An example of usage for this program is as follows:
%java BMSearch table.txt MobyDick. txt
which would produce no output if table. txt was constructed for "kokako" because that word does notl appear in Moby Dick, but should produce four lines from Moby Dick if the table had been constructedl for "gull".
Submission: Submission is done electronically via Moodle in the same was a previous assignments. l Student names and IDs should be in the header comments of all source code as appropriate (i. e. ifl you worked on it, your name should be listed as an author; and if you didn't, then it shouldn't) andl any ideas borrowed from online sources must be appropriately cited (i.e. what was obtained froml where and when), although it is expected that the entire solution can be developed from scratchl based solely upon our course materials/lectures.

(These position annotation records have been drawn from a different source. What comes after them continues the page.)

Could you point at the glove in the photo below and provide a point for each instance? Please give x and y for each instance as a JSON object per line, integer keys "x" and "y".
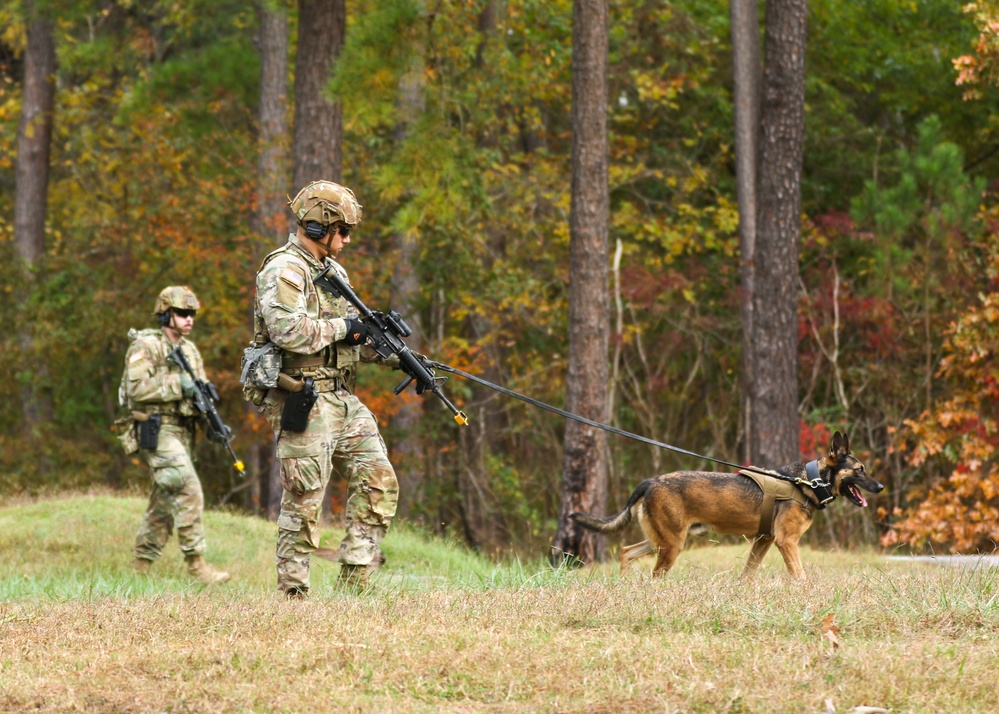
{"x": 357, "y": 332}
{"x": 186, "y": 385}
{"x": 217, "y": 438}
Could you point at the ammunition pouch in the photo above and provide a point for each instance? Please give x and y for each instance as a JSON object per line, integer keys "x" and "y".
{"x": 260, "y": 366}
{"x": 125, "y": 430}
{"x": 297, "y": 405}
{"x": 149, "y": 432}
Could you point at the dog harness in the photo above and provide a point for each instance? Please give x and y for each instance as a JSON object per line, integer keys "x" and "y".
{"x": 775, "y": 489}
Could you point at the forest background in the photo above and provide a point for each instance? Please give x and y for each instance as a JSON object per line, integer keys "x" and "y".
{"x": 154, "y": 181}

Be sure all your code compiles and runs as expected on R Block linux lab machines!!
Place copies of only your source code (i.e. .java files) and an optional README. txt in an otherwise empty directory whose name is your two student ID numbers separated by an underscore. No compiledl code, no test files.. just the source code and whatever you want to say in the README. Only onel partner needs to upload the folder by the due date, and the other partner should check that thel upload was successful. This may take a little communication.
版权所有:编程辅导网 2021 All Rights Reserved 联系方式:QQ:99515681 微信:codinghelp 电子信箱:99515681@qq.com
免责声明:本站部分内容从网络整理而来,只供参考!如有版权问题可联系本站删除。